The luxury goods industry suffered a severe blow by the Covid-19 crisis in 2020 and recovery in 2021 is still far from certain. The core personal luxury goods markets shrank for the first time since 2008-2009. The industry posted an overall 23% fall to reach €217bn. The slump is the largest ever recorded. The overall luxury market, including both luxury goods and experiences, fell at a similar pace and is now estimated at approximately one trillion euros.

The pandemic called for a profound global change in the way we live, the way we choose and shop, and what we value. Tourists have remained mostly stuck at home. The pace gaining online shopping for luxury goods has surged, more than doubling its share of the market to 23% in 2020, from 12% in 2019. The chaos, panic and lockdowns linked to Covid-19 have been the catalysts for change in the luxury industry, which is on a path to recovery sometime by 2022-2023. Consumer demand for action with purpose and social impact is growing, and luxury brands are expected to demonstrate real and sustained commitment to diversity, inclusion and sustainability.
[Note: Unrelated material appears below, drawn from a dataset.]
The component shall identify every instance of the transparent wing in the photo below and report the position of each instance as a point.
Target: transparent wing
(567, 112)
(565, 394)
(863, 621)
Uncertainty is expected to hover over the industry for some months to come. According to some studies, in 2021 the market is expected to recover 50% of the profit loss of 2020, but to remain still below 2019 levels. This is driven by requirement to continue and sometimes even accelerate spending on most cost items despite the drop in sales.
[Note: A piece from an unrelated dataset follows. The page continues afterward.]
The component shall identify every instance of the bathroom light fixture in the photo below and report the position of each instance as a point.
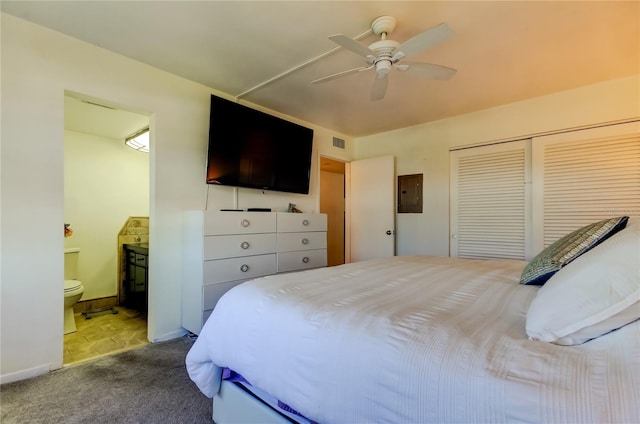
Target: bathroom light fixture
(139, 140)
Mainland China has been the only region in the world to potentially end 2021 on a solid ground, growing by 45% to €44bn. Local consumption has soared ahead across all channels, categories, generations and price points. Europe, however, suffered worst from the collapse in global tourism. While local consumption remains, regional consumption fell by 36% to €57bn. The Americas experienced less impact and the market fell by 27% at current exchange rates to €62bn. Japan has seen a polarised performance among brands with higher resilience of those accepted as timeless and seen as long-term safe investments. The region shrunk by 24% to expected €18bn in 2021.

The rest of Asia also struggled, with Hong Kong and Macau among the worst performers globally. The region contracted by 35% at current exchange rates to reach €27bn. The impact in the Middle East was characterised by shorter lockdowns and repatriation of spending previously made abroad, though with different nuances among countries within the region. Overall, the rest of the world contracted by 21% to €9bn. The changes brought by Covid-19 increased the presence of online interactions in every aspect of human life. In the luxury market, online sales accounted for €49bn in the pandemic 2020, up from €33bn in 2019. The share of purchases made online nearly doubled, from 12% in 2019 to 23% in 2021.
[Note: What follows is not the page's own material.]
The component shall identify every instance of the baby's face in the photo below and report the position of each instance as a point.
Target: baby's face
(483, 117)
All personal luxury goods categories have seen declines in 2020 and 2021. Shoes were cushioned by demand in sneakers, falling by 12% to an annual €19bn in the two-year period, while jewellery saw sustained demand in Asia and benefited from online sales. That category remains polarised with high jewellery and iconic entry priced items leading the recovery.

Watches and apparel both declined by 30% annually in 2020-2021. For watches, Covid-19 amplified the already critical secular consumption pattern shifts from the category. Formal wear demand was in sharp decline and apparel players faced increasing competition from social media direct-to-consumer brands.

The coronavirus pandemic send tremors through the global diamond industry, shuttering mines from Lesotho to Canada and disrupting supply chains. Demand for diamonds has plummeted during the pandemic, freezing sales and squeezing prices. With temporary mine closures at risk of becoming permanent, diamond miners are seeking ways to extract more value from their stones. “There are a lot more enquiries from people seeking to buy these luxury stones as a hedge,” said Chris Del Gatto, CEO of the DelGatto Diamond Finance Fund, the largest non-bank lender to the diamond, jewellery and watch industries.